Here's an end-to-end example adapted from tensorflow/swift-apis demonstrating parameter optimization for a simple XOR classifier.
public protocol Layer: Differentiable & KeyPathIterable
where AllDifferentiableVariables: KeyPathIterable {
...
}
struct Classifier: Layer {
var l1, l2: Dense<Float>
init(hiddenSize: Int) {
l1 = Dense<Float>(inputSize: 2, outputSize: hiddenSize, activation: relu)
l2 = Dense<Float>(inputSize: hiddenSize, outputSize: 1, activation: relu)
}
@differentiable
func applied(to input: Tensor<Float>) -> Tensor<Float> {
let h1 = l1.applied(to: input)
return l2.applied(to: h1)
}
}
var classifier = Classifier(hiddenSize: 4)
let optimizer = Adam<Classifier, Float>(learningRate: 0.02)
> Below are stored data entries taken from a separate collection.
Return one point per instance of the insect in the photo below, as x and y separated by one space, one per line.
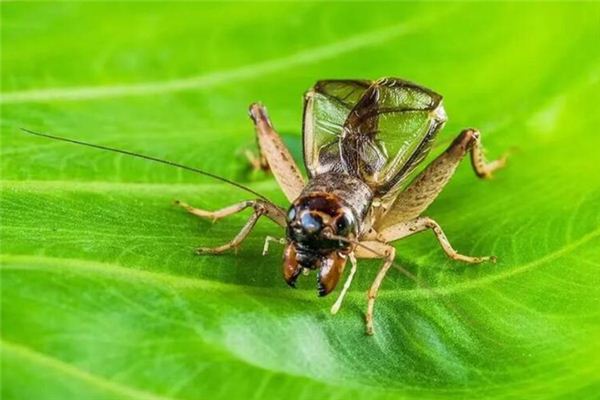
362 139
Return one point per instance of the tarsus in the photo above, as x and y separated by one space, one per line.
145 157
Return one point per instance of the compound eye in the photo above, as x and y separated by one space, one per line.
344 225
291 214
311 224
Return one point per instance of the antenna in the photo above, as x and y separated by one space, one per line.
145 157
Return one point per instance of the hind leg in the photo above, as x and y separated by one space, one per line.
420 224
424 189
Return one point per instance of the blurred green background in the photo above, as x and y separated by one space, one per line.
102 296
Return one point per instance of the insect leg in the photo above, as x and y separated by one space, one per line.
236 241
423 190
275 153
404 229
389 253
338 303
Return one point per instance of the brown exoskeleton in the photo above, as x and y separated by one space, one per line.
362 139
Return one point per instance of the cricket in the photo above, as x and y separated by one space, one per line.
362 141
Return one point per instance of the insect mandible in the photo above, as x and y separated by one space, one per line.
362 139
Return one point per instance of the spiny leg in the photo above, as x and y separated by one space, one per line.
338 303
236 241
258 162
275 153
423 190
374 249
404 229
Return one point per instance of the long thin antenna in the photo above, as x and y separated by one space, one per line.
406 273
145 157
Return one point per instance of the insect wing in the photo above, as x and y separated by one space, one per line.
389 131
326 108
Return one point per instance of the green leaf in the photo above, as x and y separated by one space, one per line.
102 296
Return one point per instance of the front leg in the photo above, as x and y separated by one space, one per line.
276 155
404 229
374 249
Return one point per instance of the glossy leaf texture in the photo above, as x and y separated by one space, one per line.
102 296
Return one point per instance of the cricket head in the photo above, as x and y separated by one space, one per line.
312 221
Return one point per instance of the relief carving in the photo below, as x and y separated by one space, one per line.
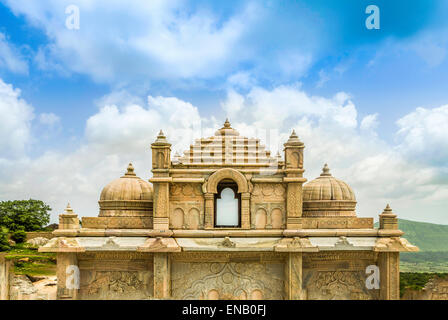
233 281
338 285
115 285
let x: Tensor<Float> = [[0, 0], [0, 1], [1, 0], [1, 1]]
let y: Tensor<Float> = [[0], [1], [1], [0]]
for _ in 0..<3000 {
let 𝛁model = classifier.gradient { classifier -> Tensor<Float> in
let ŷ = classifier.applied(to: x)
return meanSquaredError(predicted: ŷ, expected: y)
}
// Parameter optimization here!
optimizer.update(&classifier.allDifferentiableVariables, along: 𝛁model)
}
// After training, check prediction vs. expected output.
let ŷ = classifier.inferring(from: x)
print(ŷ)
// [[2.2782544e-05], [0.99999344], [0.99999225], [2.4871624e-06]]
print(y)
// [[0.0], [1.0], [1.0], [0.0]]
The previous design for parameter update in Swift centered around a parameter aggregate representation based on the ParameterAggregate
protocol, defined below:
/// A type representing an aggregate of parameters.
public protocol ParameterAggregate {
/// The parameter type.
associatedtype Parameter
/// Update parameters with their gradient values, using an updater function.
mutating func update(
withGradients gradients: Self,
_ updater: (inout Parameter, Parameter) -> Void
)
}
We quickly found that the ParameterAggregate
is not sufficiently general for defining general optimizers: ParameterAggregate
is limited to a single parameter type, and the update
function is limited to updating parameters given one instance of gradients and cannot handle additional auxiliary variables.
By comparison, the new design with KeyPathIterable
and Differentiable
is more general. KeyPathIterable
solves the core problem of parameter update by enabling joint iteration/mutation over all nested parameters of a particular. Compiler synthesis of the Differentiable.AllDifferentiableVariables
struct enables parameters and their gradients to have the same type and work with the same key paths.